I woke up with one hand cupped between my thighs.
Last night I birthed her head and waited. Larger than a walnut, smaller than a tennis ball, her head remained suspended, wet tissue pulsing against eyebrows, lips, cheeks; she waited, too. We may have slept.
Then two estranged friends from school came to me as I lay in bed. We grew up together until we didn’t anymore, married, birthed, ceased to speak.
Two estranged friends from school- my closest friends, at times, the kind of friends you assume will be there even after you all drop out- came to me as I lay in bed with her head in my birth canal and said, we want to see her, show her to us.
So I reached down, took hold of her head, twisted gently, and pulled her from me.
At first she was dead. Then she inflated, her skin reddened, eyes opened a sharp and quiet blue. She fit in my hand, exactly, temple to my fingertips, toes to my wrist. Calmly she reclined, blinked, red hair shining with thin blood, fetal pee, mucus.
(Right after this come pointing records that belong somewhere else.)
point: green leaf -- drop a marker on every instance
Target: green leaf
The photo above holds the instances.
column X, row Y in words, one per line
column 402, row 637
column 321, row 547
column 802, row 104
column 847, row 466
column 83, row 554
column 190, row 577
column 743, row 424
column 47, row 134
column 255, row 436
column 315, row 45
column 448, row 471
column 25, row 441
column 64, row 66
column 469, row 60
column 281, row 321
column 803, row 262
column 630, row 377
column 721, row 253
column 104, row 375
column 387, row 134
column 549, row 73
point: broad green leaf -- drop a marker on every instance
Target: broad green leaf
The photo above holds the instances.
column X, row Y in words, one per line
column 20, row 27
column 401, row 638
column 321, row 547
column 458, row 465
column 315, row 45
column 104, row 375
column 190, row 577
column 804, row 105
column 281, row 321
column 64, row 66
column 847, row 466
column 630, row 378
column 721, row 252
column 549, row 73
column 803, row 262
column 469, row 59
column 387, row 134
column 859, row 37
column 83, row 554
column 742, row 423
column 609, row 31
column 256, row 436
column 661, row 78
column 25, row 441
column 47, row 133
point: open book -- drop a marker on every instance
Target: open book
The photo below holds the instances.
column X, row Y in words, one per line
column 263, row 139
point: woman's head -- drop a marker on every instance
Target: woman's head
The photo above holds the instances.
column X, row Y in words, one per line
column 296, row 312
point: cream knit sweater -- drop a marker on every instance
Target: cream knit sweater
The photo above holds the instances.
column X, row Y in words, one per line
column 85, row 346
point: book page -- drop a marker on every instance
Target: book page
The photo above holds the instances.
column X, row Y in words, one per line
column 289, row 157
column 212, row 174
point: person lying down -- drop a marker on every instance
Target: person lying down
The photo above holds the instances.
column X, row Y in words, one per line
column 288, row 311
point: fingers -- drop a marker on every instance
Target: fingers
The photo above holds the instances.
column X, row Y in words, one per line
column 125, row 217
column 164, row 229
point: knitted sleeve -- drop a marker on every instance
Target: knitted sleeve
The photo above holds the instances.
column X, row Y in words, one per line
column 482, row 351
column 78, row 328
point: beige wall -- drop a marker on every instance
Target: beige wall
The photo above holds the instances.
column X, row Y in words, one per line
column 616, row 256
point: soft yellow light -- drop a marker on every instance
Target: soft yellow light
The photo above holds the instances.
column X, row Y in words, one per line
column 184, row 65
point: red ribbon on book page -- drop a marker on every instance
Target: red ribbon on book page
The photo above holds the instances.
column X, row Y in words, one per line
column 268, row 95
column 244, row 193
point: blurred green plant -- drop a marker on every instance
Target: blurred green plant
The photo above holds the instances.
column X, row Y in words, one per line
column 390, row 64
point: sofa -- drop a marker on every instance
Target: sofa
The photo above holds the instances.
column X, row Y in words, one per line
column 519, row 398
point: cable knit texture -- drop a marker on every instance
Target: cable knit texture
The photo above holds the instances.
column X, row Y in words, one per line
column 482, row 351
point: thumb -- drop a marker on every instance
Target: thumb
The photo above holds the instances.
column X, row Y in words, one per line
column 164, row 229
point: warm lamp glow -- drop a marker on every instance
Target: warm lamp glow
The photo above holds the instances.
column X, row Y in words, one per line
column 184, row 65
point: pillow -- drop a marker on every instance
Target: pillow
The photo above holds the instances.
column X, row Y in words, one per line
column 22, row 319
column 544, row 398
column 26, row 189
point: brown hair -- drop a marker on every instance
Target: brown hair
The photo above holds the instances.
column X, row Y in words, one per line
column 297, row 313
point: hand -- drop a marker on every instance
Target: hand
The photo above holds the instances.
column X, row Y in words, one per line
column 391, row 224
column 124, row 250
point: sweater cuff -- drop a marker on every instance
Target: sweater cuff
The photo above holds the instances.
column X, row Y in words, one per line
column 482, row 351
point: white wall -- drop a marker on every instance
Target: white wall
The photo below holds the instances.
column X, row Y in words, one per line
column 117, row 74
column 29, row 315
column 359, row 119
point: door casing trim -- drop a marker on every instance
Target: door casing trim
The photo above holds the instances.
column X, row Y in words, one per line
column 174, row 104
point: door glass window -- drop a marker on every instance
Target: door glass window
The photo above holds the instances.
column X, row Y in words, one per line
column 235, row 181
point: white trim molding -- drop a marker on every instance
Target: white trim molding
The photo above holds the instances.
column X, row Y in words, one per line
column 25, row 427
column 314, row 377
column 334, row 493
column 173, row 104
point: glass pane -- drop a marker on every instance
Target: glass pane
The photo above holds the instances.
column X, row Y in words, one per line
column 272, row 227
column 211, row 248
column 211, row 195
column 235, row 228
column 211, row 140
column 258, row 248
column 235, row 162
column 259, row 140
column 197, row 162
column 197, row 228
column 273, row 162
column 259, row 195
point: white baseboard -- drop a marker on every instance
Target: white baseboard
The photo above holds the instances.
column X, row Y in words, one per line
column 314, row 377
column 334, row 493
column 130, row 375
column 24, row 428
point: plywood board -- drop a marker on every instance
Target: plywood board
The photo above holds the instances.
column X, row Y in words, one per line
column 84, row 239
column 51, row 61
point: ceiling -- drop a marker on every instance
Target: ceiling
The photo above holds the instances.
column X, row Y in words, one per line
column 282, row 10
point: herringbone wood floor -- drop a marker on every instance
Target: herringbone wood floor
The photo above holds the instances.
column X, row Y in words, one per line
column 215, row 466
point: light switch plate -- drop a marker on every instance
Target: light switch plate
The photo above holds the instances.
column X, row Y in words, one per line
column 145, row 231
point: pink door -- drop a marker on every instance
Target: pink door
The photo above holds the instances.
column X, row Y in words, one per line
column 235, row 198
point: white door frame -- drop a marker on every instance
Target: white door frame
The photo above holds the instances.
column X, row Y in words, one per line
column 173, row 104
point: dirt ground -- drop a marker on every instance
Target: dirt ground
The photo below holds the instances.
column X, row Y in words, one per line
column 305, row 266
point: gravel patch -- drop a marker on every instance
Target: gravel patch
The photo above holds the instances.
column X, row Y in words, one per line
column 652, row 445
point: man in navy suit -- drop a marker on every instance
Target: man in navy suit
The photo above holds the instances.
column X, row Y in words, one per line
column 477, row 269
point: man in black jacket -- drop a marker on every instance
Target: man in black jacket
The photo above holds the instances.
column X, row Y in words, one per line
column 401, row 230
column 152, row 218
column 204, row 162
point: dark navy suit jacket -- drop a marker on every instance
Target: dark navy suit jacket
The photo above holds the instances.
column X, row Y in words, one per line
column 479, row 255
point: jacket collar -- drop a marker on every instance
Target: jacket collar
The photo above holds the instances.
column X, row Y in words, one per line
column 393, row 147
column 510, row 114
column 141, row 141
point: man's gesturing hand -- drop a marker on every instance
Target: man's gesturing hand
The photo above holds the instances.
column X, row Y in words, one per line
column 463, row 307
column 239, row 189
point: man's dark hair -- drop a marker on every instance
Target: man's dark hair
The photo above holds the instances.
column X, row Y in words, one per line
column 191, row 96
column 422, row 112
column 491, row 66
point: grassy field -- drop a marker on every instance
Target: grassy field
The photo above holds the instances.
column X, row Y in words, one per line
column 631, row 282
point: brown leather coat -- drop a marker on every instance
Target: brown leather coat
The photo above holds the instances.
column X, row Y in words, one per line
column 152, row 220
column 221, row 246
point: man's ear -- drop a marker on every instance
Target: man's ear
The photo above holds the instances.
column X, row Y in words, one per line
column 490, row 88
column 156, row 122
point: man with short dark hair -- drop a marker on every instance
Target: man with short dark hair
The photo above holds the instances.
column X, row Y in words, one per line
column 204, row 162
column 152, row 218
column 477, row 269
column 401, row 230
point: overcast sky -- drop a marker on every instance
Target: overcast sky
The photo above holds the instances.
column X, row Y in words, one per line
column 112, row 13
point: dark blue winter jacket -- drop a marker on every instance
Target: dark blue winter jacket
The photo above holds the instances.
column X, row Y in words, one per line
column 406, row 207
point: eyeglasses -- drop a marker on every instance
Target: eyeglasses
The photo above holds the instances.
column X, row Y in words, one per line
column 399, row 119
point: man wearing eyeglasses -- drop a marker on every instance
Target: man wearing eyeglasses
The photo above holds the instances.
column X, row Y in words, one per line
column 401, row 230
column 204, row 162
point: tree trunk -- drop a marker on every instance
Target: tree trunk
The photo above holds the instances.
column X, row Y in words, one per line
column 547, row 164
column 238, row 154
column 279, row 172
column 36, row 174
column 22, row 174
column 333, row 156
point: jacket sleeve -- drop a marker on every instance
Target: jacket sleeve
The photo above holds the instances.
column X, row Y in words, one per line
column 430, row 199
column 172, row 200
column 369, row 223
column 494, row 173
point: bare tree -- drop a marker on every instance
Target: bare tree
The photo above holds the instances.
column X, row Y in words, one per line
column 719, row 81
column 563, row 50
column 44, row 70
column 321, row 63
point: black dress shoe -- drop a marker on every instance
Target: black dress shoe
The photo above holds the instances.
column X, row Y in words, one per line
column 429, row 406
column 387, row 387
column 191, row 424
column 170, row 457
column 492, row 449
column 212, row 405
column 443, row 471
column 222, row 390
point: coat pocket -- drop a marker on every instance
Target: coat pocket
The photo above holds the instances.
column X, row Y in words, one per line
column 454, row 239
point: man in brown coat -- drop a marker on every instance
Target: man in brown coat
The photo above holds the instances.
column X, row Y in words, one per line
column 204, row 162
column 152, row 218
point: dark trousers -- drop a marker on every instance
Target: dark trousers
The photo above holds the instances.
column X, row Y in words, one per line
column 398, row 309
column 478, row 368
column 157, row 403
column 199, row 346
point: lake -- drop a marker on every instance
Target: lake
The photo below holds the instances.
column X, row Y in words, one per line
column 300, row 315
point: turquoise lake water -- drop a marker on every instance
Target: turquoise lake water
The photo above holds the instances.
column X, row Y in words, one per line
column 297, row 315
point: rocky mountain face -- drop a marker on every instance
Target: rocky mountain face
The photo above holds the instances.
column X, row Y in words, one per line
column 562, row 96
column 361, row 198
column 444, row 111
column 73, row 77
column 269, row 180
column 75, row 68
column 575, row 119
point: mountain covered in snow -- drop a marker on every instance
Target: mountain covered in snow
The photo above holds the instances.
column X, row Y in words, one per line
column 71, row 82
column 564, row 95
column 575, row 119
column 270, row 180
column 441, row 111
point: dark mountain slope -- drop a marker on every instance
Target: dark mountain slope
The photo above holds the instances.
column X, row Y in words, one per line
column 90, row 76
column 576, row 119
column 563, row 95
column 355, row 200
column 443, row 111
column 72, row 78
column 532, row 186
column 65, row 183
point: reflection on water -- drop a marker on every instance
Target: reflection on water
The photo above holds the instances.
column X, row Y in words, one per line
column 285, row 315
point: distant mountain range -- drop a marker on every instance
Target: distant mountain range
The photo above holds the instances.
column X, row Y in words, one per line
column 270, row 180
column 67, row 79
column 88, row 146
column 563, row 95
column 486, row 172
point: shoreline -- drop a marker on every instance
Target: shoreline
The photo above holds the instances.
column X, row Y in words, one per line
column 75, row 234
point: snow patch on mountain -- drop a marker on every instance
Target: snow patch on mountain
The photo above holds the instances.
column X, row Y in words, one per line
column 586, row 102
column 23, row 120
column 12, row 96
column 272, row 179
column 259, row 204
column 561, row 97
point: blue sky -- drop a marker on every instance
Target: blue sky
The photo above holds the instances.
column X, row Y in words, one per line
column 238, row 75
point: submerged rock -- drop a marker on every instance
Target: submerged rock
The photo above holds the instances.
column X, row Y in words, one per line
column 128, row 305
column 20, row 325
The umbilical chord wound pink and wet down my arm, a surprisingly fragile thread.
The estranged friend from school- the one who used to be a lover, a beloved, unrequited of course except in secret, before the polaroids were burned- suddenly began to cry.
What, I said, is it because you weren’t here?
It’s because she’s so perfect, she’s just so perfect, she said.
And she was.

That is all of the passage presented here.